Fallout: The Financial Crisis

Ca-ching goes the Federal Reserve

Rico Gagliano Oct 23, 2008
Fallout: The Financial Crisis

Ca-ching goes the Federal Reserve

Rico Gagliano Oct 23, 2008


Kai Ryssdal: Let’s go down the list of companies the Federal Reserve has bailed out, just to refresh our memories here for a second. We got Bear Stearns, Fannie Mae, Freddie Mac and AIG. Those are just the ones we know by name, of course. Because over the past year or so, the Fed has pumped hundreds of billions of dollars in straight cash into the banking system. And as the financial crisis has worsened, Mr. Bernanke has said he’ll shell out hundreds of billions more in loans and special financing programs. Add it all up and all together, the Fed could be on the hook for an estimated $1.4 trillion. To find out where all that cash is coming from, Rico Gagliano has the first installment of our new explainer series the “Marketplace Decoder.”

Rico Gagliano:
Remember back in March? Good times. The election was still far enough away to ignore. Unemployment was a merely lousy 5.1 percent compared to September’s awful 6.1 percent. And the Federal Reserve?

Paddy Hirsch: The Federal Reserve was sitting on a huge stash of treasury bills. That was their biggest investment: about $800 billion in treasury bills that they bought on the secondary market.

That’s Marketplace Senior Editor–and one of our resident Fed experts–Paddy Hirsch. He says the Fed kept that $800 billion on hand to sell when it needed cash. For stuff like controlling the nation’s money supply. A rainy-day fund, if you will. Then–Tropical Storm Bear Stearns hit. Followed by hurricanes Fannie Mae, Freddie Mac and Lehman. Rainy-day fund in effect.

From March through September, the Fed was selling off those treasury bills that it had and using the money to buy other stuff. You know: to help out Bear Stearns, to extend other kinds of loans it had never made before. So by about mid-September they’d blown through about $350 billion.

OK, so that’s where some of the bailout money came from. But this well has run dry; the Fed needs the remaining $400-plus billion in case of apocalypse–otherwise known as rampant inflation. But since September, the government pledged at least a trillion more in bailout money and other aid. So, Paddy, where’s that cash coming from?

Well, Rico that’s coming from the Fed’s magic ATM machine.

Yes, the magic ATM machine. You can find it in Ben Bernanke’s office, guarded by cute but powerful elves. He inserts a jewel-encrusted wizard card and out pop debt-free dollars made of purest gold.
No, not really.
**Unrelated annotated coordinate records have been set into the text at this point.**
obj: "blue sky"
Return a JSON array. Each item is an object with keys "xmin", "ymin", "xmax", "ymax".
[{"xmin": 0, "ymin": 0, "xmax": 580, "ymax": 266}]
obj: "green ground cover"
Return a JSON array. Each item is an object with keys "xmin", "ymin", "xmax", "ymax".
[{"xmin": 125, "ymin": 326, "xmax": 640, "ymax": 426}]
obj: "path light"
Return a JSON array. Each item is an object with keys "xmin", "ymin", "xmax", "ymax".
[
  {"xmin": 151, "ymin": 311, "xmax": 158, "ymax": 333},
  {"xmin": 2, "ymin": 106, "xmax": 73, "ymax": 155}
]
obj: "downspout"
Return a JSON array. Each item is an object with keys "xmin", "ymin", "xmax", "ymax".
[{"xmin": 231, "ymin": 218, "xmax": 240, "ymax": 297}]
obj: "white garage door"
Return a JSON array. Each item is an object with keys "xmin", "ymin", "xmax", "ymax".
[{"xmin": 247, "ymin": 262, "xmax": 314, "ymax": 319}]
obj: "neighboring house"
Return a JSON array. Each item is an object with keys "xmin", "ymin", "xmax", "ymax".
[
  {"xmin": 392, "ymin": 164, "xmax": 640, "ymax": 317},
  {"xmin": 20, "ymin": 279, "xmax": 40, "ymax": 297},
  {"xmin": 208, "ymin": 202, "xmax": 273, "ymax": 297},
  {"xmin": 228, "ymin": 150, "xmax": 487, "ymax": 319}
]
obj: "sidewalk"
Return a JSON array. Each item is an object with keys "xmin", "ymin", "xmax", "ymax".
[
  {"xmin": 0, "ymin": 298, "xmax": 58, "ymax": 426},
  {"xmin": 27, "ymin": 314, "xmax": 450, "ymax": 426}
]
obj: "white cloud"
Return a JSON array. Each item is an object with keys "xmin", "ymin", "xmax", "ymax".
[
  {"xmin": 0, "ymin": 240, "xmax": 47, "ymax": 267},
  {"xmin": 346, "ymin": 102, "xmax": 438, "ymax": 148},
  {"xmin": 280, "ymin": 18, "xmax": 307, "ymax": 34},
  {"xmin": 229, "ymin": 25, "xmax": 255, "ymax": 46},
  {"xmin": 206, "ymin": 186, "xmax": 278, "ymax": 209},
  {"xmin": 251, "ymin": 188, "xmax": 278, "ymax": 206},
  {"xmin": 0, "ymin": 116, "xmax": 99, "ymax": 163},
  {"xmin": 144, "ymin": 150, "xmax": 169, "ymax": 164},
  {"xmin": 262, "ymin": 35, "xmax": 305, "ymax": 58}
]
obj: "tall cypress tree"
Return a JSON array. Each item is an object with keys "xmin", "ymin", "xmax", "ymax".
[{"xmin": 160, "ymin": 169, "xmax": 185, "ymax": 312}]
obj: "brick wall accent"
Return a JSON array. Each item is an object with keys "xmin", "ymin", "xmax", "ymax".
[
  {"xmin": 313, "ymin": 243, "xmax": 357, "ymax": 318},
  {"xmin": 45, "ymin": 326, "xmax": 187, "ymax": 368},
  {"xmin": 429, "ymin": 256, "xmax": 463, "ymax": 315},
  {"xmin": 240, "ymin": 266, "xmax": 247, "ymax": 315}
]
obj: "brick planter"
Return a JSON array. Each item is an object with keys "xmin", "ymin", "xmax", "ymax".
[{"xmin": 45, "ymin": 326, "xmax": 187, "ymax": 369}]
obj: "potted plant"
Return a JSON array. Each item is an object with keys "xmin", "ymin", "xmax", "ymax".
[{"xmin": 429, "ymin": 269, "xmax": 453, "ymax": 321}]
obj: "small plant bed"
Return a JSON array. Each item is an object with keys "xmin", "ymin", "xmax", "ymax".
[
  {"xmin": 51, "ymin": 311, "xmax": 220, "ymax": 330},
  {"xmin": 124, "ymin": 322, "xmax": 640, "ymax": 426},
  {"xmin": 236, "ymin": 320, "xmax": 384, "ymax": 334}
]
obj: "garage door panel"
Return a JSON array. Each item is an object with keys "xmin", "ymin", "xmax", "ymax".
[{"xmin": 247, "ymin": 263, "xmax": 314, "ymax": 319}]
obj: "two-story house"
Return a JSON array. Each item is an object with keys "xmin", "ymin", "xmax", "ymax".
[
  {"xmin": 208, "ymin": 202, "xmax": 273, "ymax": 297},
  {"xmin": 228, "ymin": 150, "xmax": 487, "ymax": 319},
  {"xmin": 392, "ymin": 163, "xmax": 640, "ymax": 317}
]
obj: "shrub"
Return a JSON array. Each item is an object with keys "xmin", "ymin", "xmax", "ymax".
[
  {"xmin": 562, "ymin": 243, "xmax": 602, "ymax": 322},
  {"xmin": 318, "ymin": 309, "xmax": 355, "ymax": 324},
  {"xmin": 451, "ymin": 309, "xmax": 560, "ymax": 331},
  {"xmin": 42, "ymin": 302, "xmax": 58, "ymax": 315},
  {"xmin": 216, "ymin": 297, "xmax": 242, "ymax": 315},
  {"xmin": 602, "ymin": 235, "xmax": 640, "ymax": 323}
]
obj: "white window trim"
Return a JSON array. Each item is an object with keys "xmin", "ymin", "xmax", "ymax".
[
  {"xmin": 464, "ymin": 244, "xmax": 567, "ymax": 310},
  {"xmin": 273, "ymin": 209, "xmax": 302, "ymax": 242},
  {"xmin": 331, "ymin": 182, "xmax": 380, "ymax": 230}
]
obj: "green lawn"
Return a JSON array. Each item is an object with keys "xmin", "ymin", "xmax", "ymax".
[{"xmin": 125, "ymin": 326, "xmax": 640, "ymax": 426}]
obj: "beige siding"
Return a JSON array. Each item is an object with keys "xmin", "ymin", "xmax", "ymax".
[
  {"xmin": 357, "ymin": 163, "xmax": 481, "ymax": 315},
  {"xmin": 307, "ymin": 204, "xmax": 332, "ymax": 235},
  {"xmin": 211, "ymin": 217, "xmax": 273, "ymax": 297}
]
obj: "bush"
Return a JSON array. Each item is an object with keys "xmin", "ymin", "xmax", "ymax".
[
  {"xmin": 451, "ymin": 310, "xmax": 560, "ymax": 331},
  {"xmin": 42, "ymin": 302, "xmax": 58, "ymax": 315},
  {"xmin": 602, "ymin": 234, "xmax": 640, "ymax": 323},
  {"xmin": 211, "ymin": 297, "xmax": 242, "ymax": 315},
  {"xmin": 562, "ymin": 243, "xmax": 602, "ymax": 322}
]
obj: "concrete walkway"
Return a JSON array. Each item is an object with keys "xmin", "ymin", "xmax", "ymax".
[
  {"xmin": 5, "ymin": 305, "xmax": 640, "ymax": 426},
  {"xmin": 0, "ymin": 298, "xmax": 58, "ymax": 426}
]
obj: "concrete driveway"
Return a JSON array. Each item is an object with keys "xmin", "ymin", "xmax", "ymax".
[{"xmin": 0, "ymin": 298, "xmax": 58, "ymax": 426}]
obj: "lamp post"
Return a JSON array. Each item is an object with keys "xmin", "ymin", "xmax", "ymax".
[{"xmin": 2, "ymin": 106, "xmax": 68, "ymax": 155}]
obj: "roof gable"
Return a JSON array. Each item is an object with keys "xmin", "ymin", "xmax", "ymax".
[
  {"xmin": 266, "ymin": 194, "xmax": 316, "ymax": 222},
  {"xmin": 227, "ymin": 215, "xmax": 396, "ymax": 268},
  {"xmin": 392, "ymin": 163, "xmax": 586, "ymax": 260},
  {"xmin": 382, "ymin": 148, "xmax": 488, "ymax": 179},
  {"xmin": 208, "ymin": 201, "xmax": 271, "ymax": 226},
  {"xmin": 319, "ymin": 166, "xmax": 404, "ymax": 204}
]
Marilyn Cohen is president of Envision Capital Management.

Marilyn Cohen:
The money has to come, not out of thin air–but from the U.S. Treasury. And since they don’t have a surplus–they have a deficit–they will print treasury notes and treasury bonds. And sell them to small investors, to large institutional investors, and to foreigners.

Create IOU’s, in other words–more than $500 billion worth so far. That of course puts us further into debt. How much further depends on how many more IOUs they sell, and on how much interest they have to pay to get people to buy. Obviously the Treasury will try to keep rates low.

And, um, if nobody shows up, or very few show up, then it means it was priced wrong; that means that interest rates will have to go up. And that will be very bad for an economy that is declining like ours is now.

For the time being, though, many buyers are showing up. Why? Apparently they believe we’re still one of the safest bets out there. Johs Warsoe is Senior Executive VP at Union Bank of California.

Johs Warsoe:
There’s continuously lots of appetite to buy U.S. Treasuries. They’re gonna issue Treasuries–they’re doing that–typically very short-term bills at this point in time, paying 1, 2 percent.

The Treasury hands cash from those sales to the Fed, which Warsoe says then lends it to banks, at rates as high as 7 percent. So, assuming enough banks survive, the Fed could make money in the long term. But in the short term, trust me.
You don’t want to look at that ATM receipt.

In Los Angeles, I’m Rico Gagliano for Marketplace.